The series of fortunate events that led to the founding of the College in 1911 actually began with a major setback: Wesleyan University announced in 1909 that it would no longer accept women as students. At a time when more women were demanding their rights, including the right to vote, the decision left the state without a four-year college for half of the population. In response, a committee of concerned citizens formed a committee, chaired by Elizabeth C. Wright, a Hartford teacher and Wesleyan alumna, to explore the establishment of a women's college. The committee found strong interest across the state and, before long, a promising site on a grassy hilltop above New London's harbor. The quest was not over.
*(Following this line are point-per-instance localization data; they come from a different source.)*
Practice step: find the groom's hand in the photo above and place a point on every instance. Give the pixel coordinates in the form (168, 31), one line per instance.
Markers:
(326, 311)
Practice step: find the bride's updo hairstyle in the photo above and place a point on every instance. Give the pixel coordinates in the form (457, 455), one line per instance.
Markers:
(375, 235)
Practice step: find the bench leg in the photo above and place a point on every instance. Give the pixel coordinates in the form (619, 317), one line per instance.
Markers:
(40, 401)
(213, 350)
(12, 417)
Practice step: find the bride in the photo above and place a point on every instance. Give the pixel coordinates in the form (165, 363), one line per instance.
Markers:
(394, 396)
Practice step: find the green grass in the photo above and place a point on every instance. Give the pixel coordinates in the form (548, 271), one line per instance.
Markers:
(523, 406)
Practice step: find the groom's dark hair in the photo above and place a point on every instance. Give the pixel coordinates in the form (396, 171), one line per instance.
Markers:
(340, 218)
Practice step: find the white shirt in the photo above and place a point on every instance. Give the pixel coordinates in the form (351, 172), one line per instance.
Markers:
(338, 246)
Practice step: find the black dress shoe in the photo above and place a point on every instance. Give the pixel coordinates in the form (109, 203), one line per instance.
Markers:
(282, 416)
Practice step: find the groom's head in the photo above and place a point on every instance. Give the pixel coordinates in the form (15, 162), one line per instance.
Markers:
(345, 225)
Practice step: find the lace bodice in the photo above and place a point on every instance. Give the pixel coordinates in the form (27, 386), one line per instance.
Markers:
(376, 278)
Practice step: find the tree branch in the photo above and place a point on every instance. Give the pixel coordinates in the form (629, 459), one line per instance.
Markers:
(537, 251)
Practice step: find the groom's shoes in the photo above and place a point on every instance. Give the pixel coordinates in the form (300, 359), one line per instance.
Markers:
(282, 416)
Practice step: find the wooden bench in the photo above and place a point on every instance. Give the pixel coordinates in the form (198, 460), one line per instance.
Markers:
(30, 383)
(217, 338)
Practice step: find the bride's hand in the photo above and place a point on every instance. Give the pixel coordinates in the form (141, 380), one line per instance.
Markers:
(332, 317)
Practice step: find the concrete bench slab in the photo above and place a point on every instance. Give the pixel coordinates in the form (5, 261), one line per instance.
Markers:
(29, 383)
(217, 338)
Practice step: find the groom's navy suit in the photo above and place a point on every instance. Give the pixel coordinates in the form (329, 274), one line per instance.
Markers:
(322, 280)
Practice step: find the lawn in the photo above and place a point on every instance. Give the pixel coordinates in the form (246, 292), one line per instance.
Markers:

In order to secure state funding for the new college, New London would have to compete with several other cities vying for the honor. The state required a $100,000 investment from the city to ensure that the proposal would succeed. And the city had to deliver in 10 days. New Londoners answered the challenge to "Get it by March 1st!" by digging into their own pockets, exceeding the goal by $35,000. The College's new board of incorporators (later the board of trustees) petitioned the state for a charter, and by April 5 the ink was drying on that historic document. The chairman of the board was financier Morton F. Plant.
At the second meeting of the trustees that spring, held at a time that conflicted with a game by his beloved baseball team, a restless Plant posed the famous question, "Would it help if I just gave you a million dollars?"
It would - and he did. Soon the founders were hiring faculty and designing a program for "the best education of women, meeting the demands of the times."
When classes began, in 1915, 14 majors were offered: English, Greek and Latin, modern languages, history, social sciences, psychology and philosophy, mathematics, physics, chemistry, biology, hygiene and physical education, dietetics, design in fine and applied art, and music.